作ったソフトがマルウェアに改造されている疑い

Firefoxアドオンのスタッツに自分が作ったものではないバージョンが8月5日以降1000個以上も記録されている。
正式版でアップデートされない異常に大きな数字、1000より大きいバージョンとかが並んでいて、状況からマルウェアの配布に悪用されているとしか思えない。
日付をバージョンナンバーにする等すればアップデートで上書きできないこともないが、気付いた相手がさらに大きな数字を出してきたら鼬ごっこになるだけなので、やるだけ無駄だろう。
自分以外にも同様の状況になっている開発者がいるが、やはりどうにもならない様子。


Mozillaは状況に気付いているのかいないのか、今後半年程度で新しい"signing"について取り組んでいく、としている。
現状では対応のしようがない、とも。
MozillaはsyncでMozillaのサーバーにアップロードされたユーザーが使っているアドオンを見れば状況が正確にわかるはずで、それを踏まえての対応なのかもしれない。
動きがあることは歓迎するが、相変わらず遅い。
新方式が導入されるにしても、リリース版で利用可能になるのは早くて来年の夏。


不審なバージョンは適当に作ったあとSNS等を介して詐欺的誘導でインストールに至っているのだと思う。
サーチエンジンでいくら探しても見つからない。主にヨーロッパで拡散していることもあって、なおさら探しにくい。
Mozillaに依頼して特定のバージョンをブラックリストに追加することは可能だが、なにしろ次から次に新しいバージョンを作ってばらまかれているので意味がなく、それで新しい仕組みを作ろうとしているのだろうが、考えてみればなぜ今までそういう対策が取られていなかったのか疑問でもある。

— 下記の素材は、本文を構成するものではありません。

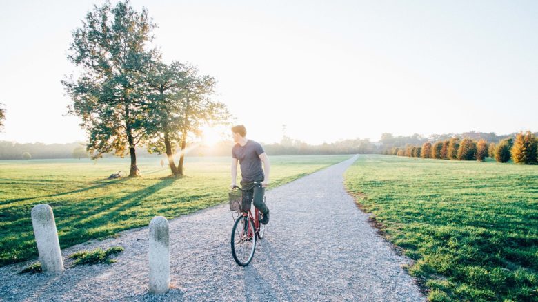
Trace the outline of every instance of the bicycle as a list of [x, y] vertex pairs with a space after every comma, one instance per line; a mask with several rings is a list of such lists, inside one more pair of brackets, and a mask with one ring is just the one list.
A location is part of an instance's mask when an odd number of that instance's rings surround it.
[[[255, 182], [255, 186], [261, 186], [261, 182]], [[241, 266], [248, 266], [252, 260], [257, 239], [263, 239], [266, 232], [266, 225], [260, 222], [261, 211], [255, 206], [255, 215], [252, 215], [250, 211], [253, 196], [249, 191], [234, 186], [228, 193], [230, 209], [239, 214], [232, 228], [231, 245], [234, 260]], [[265, 199], [263, 196], [263, 202]]]

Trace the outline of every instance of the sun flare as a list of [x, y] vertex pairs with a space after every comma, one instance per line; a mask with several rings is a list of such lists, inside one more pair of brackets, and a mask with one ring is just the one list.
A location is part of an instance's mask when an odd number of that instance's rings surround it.
[[225, 129], [220, 127], [206, 126], [201, 130], [202, 143], [208, 146], [215, 146], [218, 142], [228, 138]]

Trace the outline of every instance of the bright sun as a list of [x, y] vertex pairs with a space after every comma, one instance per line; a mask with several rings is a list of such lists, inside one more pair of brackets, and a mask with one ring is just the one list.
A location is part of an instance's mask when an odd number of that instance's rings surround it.
[[208, 146], [215, 146], [217, 142], [226, 138], [223, 133], [223, 129], [220, 127], [205, 126], [201, 130], [202, 142]]

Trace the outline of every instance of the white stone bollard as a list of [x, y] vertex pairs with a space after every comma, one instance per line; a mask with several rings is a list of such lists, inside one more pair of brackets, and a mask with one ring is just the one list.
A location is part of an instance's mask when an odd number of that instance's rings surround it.
[[170, 288], [168, 221], [155, 216], [150, 222], [150, 292], [163, 294]]
[[52, 208], [48, 204], [35, 206], [32, 209], [32, 225], [43, 271], [63, 272], [63, 259], [61, 258]]

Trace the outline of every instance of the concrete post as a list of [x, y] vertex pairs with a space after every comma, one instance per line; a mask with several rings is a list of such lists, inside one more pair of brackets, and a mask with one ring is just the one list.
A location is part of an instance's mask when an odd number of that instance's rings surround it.
[[163, 294], [170, 288], [168, 221], [156, 216], [150, 222], [150, 292]]
[[32, 225], [43, 271], [63, 272], [63, 259], [61, 258], [52, 208], [48, 204], [35, 206], [32, 209]]

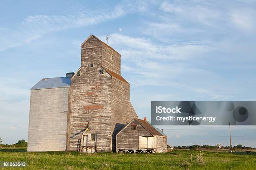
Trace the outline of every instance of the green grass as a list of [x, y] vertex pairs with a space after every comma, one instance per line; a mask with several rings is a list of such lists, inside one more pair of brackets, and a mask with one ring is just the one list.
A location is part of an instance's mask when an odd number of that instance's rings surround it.
[[26, 151], [26, 148], [0, 148], [0, 162], [27, 162], [26, 168], [13, 168], [16, 170], [256, 169], [256, 154], [252, 152], [230, 154], [204, 151], [202, 162], [197, 161], [200, 151], [189, 150], [154, 154]]

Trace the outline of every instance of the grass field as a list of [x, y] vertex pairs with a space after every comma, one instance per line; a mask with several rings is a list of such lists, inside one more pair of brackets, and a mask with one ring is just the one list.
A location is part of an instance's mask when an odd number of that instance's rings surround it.
[[[256, 152], [176, 150], [159, 154], [48, 152], [27, 152], [26, 148], [0, 149], [0, 162], [26, 162], [30, 170], [255, 170]], [[0, 169], [11, 169], [9, 168]]]

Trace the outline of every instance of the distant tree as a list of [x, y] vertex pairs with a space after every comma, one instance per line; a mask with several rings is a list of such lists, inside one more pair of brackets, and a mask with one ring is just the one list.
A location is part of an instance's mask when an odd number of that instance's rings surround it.
[[18, 142], [14, 144], [15, 147], [26, 147], [28, 146], [28, 142], [25, 140], [19, 140]]
[[198, 145], [193, 145], [189, 146], [189, 149], [190, 150], [198, 150], [200, 148], [200, 146]]

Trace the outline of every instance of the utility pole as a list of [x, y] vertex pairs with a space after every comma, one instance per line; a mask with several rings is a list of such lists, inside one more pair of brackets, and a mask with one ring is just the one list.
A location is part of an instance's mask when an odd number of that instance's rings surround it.
[[230, 122], [229, 122], [229, 141], [230, 142], [230, 151], [229, 152], [231, 153], [232, 152], [232, 145], [231, 142], [231, 129], [230, 128]]

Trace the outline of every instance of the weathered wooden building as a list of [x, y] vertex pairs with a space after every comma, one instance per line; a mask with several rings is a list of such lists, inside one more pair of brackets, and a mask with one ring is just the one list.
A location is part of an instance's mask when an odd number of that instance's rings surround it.
[[72, 75], [43, 78], [31, 89], [28, 151], [66, 150]]
[[121, 55], [93, 35], [81, 47], [75, 74], [31, 89], [28, 151], [115, 151], [117, 133], [138, 118]]
[[167, 136], [147, 121], [133, 119], [116, 135], [116, 152], [159, 153], [167, 152]]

不審なバージョンを作っているのは一人ではなく、複数が別々にやっている感じがする。
ユーザー数が極端に多いアドオンは狙われていないので、見つからないように意識して少なくはないが多すぎもしないものを狙っているのだろう。許されざる悪事を働いているという認識がある証拠ともいえる。
改造バージョンの実物が手に入っていないので一体どんなコードを仕込んであるのかわからないが、アドオンの構造上全然関係ないアドオンに全然違う名前を付けてIDだけ自分のが流用されているという可能性も考えられる。
悪人たちが全くバレることなくやりたい放題やってる状況だ。
非常に腹立たしい。


一方で、そういう不審なものをインストールしてしまっている"ユーザー"たちは一体どういう経緯でインストールしたんだろう。
各所からソフトをただ単に転載して"収録"し人を集め広告で稼いでいるサイトはたくさんあって珍しいものではないが、そういう所から疑いもせずにインストールする人が思いのほか多いということなんだろうか。


たとえ誰かが悪意ある改造版を使って不利益を被ったとしても、それは全部自己責任ですよとしか言いようがない。
アドオン自体はなるべくトラブルが起こらないよう常識外れな馬鹿が使うことを想定してデザインしているが、改造されて悪意をもって配布されたらこちらはどうしようもない。
誰かが痛い目にあっても自分には責任はない。
しかし、自分の作品が悪事に利用されていることは実に不愉快だし、変なものをインストールするような人は責任の所在を判断することもできないだろうから出鱈目に文句を言う、責任のない自分が文句を言われる、という事態は簡単に想像できる。
その時に「騙されたお前が悪い」という意味のことを言い返したとして、相手が納得するかというと、それも難しいように思う。
現時点でおかしなバージョンを使ってる人の人数は減り始めていて何らかの形で異変に気づいてその使用をやめているようで、このまま静かに消えていってほしい。


改造してばら撒いている連中は、単発の愉快犯としてやっているのではなく、継続しておそらく何らかの形で金を稼ぐことを目的としていると考えられる。
そういう連中に目を付けられたこと自体が失敗であって、何か対策を考えた方がいい。